As Memorial Day approaches, my attention has been drawn to the lost story of Jess Martin Rodkey, PFC US National Guard 110th Infantry 28th Division Company G. PFC Martin was wounded on October 4 1918, the first day of the Second Phase of the Meuse-Argonne Offensive during World War One. His wounds were severe enough to warrant his immediate withdrawal from the front and discharge from active service in the National Guard.
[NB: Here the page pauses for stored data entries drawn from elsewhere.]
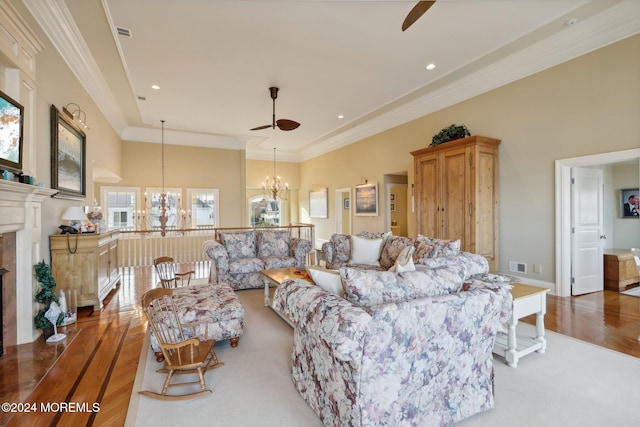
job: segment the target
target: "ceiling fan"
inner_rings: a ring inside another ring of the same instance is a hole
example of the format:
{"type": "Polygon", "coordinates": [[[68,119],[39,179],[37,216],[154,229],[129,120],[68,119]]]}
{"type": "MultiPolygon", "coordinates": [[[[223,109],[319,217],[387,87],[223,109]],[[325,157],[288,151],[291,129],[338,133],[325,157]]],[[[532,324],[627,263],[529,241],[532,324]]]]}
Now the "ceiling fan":
{"type": "Polygon", "coordinates": [[[409,28],[416,22],[424,13],[429,10],[431,6],[435,4],[434,1],[419,1],[418,4],[413,6],[413,9],[409,12],[406,18],[404,18],[404,22],[402,23],[402,31],[409,28]]]}
{"type": "Polygon", "coordinates": [[[278,98],[278,90],[279,89],[277,87],[269,88],[269,92],[271,93],[271,99],[273,99],[273,122],[270,125],[258,126],[257,128],[253,128],[251,130],[261,130],[261,129],[268,129],[268,128],[275,129],[276,126],[278,126],[280,130],[294,130],[298,126],[300,126],[300,123],[294,122],[293,120],[288,120],[288,119],[276,120],[276,99],[278,98]]]}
Jesse introduced himself to me when I found his Purple Heart Medal, with ribbon and lapel pin in the presentation box, in a thrift shop. Being career Navy and knowing the significance of the Purple Heart Medal, there was no way I could leave the Medal in the shop for a ‘collector’ to purchase. I was fortunate in that the Medal is engraved on the obverse in a manner that is easily traced to mid-war era as a replacement medal. This was typical for World War One soldiers as they often were not issued the original medal at the time of their wounding.
Knowing who the Medal belonged to was only a quarter of the battle. Using my limited resources and rare spare time I researched Jesse’s history. Through the National Archives, Internet Archive, and Fold3, I was able to piece together when and how Jesse was wounded but precious little of his lineage to help me reunite his Medal with his family.
Jesse was born August 11, 1891 in Warriors Mark, Huntington County PA. He registered for the draft at age 25 while working for a farmer named George Zimmer(man?) in Camp Chase OH on June 5, 1917.
Upon arrival in theater, he would have first engaged the enemy during the Aisene-Marne Offensive. This offensive is commonly referred to as the Chateau-Thierry Offensive. However, this common reference ran me down a rabbit hole to Belleau Wood where the 110th was not involved. This Aisene-Marne Offensive was a few kilometers away but equally as brutal. The 28th Division began their campaign at Chateau Thierry and drove the German Line toward the Marne River. This would be the prelude to Belleau Wood.
His next engagement would be the Battle of Fismes. The German Army thought that this campaign would be the final push that would finally win the Western Front. This would be an extremely violent offensive in that the German Army introduced the use of Stormtroopers and “street fighting”. In addition the violent guerilla tactics, both armies engaged the use of flamethrowers. During the Battle of Fismes, the German Army would lose and recapture the territory several times before eventually having to withdraw.
Jesse’s final battle was the Meuse-Argonne Offensive where he was wounded by a bullet as his company advanced during the Second Phase of the battle. Their goal was to push the German Army past the Aire River. Jesse was wounded on October 4, 1919 and awarded the Purple Heart Medal for his Bravery in Action.
After his discharge from the National Guard, Jesse returned to Warriors Mark where he eventually got a job with Bellefonte Central Rail Road in State College, PA. He was married, possibly to an Effie C Wills and may have had a daughter named Loretta M who possibly married a Leroy Edward Johnson.
If any one of the two people other than myself who reads this knows somebody with the name Rodkey from the Harrisburg PA surrounding area, ask if they know about Jesse and where his living relatives might be.
I, personally, am eternally grateful for the sacrifices that Jesse Martin Rodkey, Private First Class United States Army Expeditionary Forces and all of the other unsung heroes that served beside him made for the preservation of World Peace.